Second, Trump will direct the State Department to begin the process of moving the U.S. embassy from Tel Aviv to Jerusalem. One official explained that the directive to the State Department requires it to develop a plan for this “with a minimum additional burden on taxpayers.” It was noted that there are approximately 1,000 personnel in Tel Aviv, and that it would take some time to find an appropriate site in Jerusalem. One official stated that despite hopes for an immediate move, it was a “practical impossibility to move the embassy tomorrow.”
“It will take some time to find a site, address security concerns, design a new facility, fund a new facility…[and] build it,” said one of the senior officials.
The official went on to address the issue of the semi-annual presidential waiver that has allowed presidents to delay moving the embassy over the past 22 years and several administrations of both parties. The deadline to sign the waiver passed on Monday night; however, the official stated that President Trump will sign a new waiver as the process begins to move the embassy “in order to avoid fairly significant cuts to State Department’s funding that the law requires as a consequence.” One official stated that Trump will sign the waiver each six months until the embassy is opened.
Officials emphasized that the President would not specify a timeline for completing and opening the embassy, and explained that it would take years, not months.
When later pressed on a timeframe, one official said that he expected it would take no less than three to four years, as other U.S. embassies have taken at least that long to move. One remarked that the ongoing relocation of the U.S. embassy in London took eight years.
Pressed on whether the embassy would be moved within Trump’s current presidential term so that a potential subsequent administration could not overturn Trump’s decision, one official replied, “As a practical matter, no embassy is constructed today anywhere in the world in shorter than three to four years. No embassy.”
The official dismissed the possibility that a subsequent president could reverse the decision, adding that updates would be provided on progress toward planning, funding, and building a new embassy.
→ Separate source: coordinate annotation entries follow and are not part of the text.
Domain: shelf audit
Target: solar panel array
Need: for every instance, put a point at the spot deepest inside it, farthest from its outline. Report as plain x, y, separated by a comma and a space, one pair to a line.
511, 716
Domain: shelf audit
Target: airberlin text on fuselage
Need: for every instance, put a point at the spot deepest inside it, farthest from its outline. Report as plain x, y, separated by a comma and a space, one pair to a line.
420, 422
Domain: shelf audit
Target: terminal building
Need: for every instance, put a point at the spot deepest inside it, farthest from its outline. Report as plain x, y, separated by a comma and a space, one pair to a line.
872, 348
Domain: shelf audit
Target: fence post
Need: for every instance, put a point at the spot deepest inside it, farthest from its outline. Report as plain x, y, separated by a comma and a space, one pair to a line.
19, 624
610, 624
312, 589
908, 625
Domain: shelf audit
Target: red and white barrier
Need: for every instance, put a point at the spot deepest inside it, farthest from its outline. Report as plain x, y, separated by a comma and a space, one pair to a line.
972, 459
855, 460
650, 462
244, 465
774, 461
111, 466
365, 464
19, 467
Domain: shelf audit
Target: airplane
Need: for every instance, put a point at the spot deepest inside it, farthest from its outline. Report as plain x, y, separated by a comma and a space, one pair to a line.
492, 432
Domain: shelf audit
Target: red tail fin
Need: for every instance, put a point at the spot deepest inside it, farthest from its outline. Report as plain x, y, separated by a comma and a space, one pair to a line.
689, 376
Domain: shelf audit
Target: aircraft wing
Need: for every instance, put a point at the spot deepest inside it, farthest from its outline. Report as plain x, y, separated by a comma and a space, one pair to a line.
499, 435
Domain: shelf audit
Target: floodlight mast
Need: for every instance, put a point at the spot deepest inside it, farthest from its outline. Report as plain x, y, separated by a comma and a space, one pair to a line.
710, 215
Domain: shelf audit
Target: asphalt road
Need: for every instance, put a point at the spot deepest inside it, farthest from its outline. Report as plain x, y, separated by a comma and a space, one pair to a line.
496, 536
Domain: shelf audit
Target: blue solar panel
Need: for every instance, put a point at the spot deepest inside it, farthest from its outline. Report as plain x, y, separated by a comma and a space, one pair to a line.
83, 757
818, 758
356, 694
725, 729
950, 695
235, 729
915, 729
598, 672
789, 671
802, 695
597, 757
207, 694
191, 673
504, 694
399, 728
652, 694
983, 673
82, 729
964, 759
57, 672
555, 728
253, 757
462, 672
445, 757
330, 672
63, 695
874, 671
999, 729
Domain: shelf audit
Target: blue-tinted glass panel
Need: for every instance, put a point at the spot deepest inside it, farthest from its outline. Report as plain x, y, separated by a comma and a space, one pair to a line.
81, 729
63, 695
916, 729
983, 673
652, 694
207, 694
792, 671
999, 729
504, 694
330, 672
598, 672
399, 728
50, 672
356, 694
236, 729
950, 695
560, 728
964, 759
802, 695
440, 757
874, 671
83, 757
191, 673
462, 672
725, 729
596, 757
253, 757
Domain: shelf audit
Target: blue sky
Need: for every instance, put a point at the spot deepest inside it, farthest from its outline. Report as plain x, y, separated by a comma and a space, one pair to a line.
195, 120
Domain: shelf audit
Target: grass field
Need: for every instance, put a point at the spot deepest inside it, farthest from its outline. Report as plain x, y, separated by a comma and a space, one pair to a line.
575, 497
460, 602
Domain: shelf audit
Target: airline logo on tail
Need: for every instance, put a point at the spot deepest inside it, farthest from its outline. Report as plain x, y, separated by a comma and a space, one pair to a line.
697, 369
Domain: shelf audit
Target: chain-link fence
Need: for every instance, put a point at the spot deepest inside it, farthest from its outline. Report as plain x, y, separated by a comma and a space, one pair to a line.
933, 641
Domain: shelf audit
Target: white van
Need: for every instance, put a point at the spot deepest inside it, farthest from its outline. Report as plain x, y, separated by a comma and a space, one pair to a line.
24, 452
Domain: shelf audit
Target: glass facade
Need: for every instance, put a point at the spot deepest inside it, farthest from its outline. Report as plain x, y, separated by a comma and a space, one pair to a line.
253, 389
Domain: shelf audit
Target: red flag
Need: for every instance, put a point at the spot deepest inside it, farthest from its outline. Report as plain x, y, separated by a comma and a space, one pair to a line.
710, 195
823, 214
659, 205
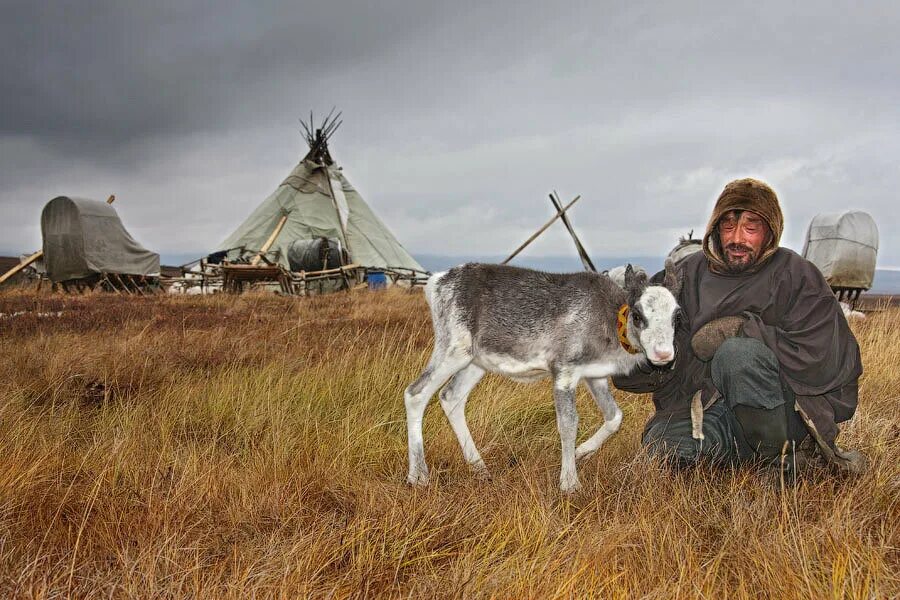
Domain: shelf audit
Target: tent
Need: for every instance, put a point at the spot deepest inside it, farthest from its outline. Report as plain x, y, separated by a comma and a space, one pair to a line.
844, 247
84, 238
316, 200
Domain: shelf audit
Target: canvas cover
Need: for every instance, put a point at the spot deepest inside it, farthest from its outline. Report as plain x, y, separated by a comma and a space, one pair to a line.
305, 196
86, 237
844, 247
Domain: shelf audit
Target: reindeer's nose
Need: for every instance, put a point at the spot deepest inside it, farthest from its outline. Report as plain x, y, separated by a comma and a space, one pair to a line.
663, 355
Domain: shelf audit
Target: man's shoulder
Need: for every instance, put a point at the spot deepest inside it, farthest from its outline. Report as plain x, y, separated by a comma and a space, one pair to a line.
785, 258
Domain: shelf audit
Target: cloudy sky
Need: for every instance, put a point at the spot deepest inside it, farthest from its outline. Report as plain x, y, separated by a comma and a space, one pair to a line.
459, 117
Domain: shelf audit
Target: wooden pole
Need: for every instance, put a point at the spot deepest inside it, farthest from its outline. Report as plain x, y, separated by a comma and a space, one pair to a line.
582, 253
337, 211
541, 230
269, 241
34, 257
21, 265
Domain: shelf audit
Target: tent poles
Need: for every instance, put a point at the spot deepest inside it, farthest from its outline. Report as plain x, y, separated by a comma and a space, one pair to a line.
337, 210
34, 257
269, 241
582, 253
542, 229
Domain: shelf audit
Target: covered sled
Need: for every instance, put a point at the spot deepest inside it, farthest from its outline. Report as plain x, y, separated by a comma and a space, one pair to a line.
85, 242
844, 247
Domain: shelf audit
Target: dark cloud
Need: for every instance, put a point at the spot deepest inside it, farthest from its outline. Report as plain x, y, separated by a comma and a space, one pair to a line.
459, 117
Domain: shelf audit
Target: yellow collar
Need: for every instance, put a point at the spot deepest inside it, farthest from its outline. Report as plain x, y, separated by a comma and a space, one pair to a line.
622, 330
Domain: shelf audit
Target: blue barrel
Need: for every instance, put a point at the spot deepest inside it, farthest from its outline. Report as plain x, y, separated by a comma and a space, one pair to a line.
377, 280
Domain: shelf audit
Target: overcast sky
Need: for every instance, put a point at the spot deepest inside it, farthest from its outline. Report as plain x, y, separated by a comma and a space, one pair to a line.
459, 117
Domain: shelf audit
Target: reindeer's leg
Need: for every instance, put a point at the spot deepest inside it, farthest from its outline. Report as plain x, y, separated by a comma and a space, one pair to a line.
453, 401
599, 389
564, 386
697, 417
442, 366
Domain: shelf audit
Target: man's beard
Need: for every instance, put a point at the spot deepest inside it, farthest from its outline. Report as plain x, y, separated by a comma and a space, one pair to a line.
740, 264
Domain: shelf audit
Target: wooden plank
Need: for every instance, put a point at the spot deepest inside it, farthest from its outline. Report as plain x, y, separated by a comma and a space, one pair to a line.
269, 241
31, 259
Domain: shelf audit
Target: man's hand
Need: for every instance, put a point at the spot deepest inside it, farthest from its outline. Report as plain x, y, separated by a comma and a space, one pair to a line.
708, 339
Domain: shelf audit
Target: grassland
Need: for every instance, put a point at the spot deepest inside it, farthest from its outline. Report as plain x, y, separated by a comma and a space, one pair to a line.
235, 447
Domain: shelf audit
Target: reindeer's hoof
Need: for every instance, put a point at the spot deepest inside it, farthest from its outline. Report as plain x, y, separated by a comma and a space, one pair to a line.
582, 454
418, 479
569, 488
480, 472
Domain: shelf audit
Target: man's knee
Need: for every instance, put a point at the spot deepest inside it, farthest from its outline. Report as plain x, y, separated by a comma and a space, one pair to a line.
671, 444
740, 353
746, 373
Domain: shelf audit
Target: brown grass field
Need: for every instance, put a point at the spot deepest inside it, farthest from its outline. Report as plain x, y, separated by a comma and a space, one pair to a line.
255, 446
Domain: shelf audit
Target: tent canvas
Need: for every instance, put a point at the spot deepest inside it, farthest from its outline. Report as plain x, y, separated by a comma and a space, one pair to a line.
844, 247
318, 201
86, 237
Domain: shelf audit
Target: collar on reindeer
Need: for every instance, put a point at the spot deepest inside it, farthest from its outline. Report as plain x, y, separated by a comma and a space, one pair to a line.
622, 330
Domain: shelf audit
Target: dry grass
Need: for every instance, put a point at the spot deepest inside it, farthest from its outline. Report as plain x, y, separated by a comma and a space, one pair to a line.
255, 447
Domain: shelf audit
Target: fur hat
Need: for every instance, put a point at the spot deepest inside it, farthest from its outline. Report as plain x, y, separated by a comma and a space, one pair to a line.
744, 194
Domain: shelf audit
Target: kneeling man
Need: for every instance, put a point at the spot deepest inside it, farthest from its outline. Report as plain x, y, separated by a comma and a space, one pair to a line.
765, 344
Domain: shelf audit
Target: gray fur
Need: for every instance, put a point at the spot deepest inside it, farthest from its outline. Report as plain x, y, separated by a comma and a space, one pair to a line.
529, 324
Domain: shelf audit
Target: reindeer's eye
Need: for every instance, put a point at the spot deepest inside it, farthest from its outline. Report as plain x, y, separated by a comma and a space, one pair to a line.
637, 319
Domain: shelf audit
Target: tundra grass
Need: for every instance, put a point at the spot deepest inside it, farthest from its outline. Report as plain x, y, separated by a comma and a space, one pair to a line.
255, 446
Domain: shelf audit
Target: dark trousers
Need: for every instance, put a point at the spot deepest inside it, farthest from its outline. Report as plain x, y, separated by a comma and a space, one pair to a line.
751, 420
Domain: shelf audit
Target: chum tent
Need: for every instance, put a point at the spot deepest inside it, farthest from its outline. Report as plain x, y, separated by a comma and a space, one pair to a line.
83, 238
316, 200
844, 247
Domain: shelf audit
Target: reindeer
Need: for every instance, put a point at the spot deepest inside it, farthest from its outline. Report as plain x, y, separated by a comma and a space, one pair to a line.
528, 325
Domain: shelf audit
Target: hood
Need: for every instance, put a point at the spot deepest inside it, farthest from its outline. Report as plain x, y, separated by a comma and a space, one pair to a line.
744, 194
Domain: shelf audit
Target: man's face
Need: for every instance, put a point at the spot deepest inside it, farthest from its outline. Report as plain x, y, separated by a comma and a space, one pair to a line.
742, 235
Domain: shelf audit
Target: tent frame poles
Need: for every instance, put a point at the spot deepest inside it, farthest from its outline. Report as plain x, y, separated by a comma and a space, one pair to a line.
270, 241
559, 213
582, 253
337, 211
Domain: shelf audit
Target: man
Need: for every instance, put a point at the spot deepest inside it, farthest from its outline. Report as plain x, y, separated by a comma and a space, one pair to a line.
765, 344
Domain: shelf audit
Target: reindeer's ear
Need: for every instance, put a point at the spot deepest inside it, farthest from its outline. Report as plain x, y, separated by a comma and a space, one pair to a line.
629, 277
674, 278
635, 282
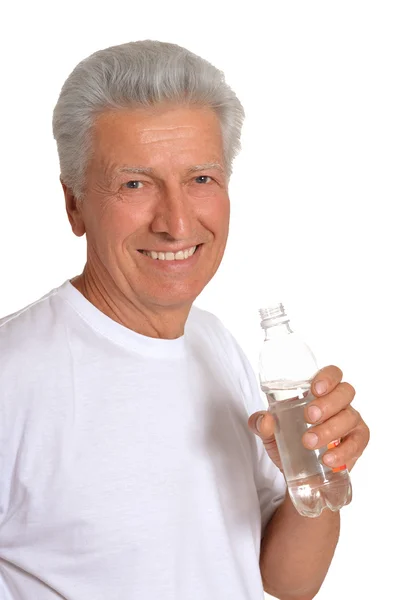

One read a statement declaring that Trump is fulfilling a major campaign promise by recognizing Jerusalem as the capital of Israel. He added that a number of previous presidential candidates had made the same promise but had declined to fulfill it. The official further stated that the move has broad bipartisan support in Congress, with the legislative body voting for the Jerusalem Embassy Act in 10 successive congresses. The Act was first passed in 1995.
In response to questions about whether Trump’s decision would set back negotiations between Israelis and Palestinians, an official said: “Delaying the recognition of Jerusalem as the capital of Israel has done nothing to achieve peace for more than two decades.”
Officials were also at pains to emphasize that no other issue would be affected by the new policy. Trump is “prepared to support a two-state solution to the dispute between Israelis and Palestinians if agreed to by the two parties,” the official stated. “President Trump also recognizes the specific boundaries in Israeli sovereignty in Jerusalem are subject to final status negotiations of such an agreement.”
“President Trump reaffirms support for the status quo at the Temple Mount, Haram esh-Sharif,” the official continued.
The decision-making process had involved the President, the Cabinet and department principals. “This was a collaborative U.S. government position,” said one official later, in response to reporters’ questions.
Reporters were also told that “departments and agencies have developed a robust security plan” to ensure the safety of U.S. citizens and assets in case of violent protests against Trump’s decisions.
One official stated emphatically that President Trump has had “very detailed” discussions with Middle East leaders about his decisions on Jerusalem, and reiterated a strong commitment to peace.
President Trump will make his announcements at 1pm ET from the White House on Wednesday afternoon.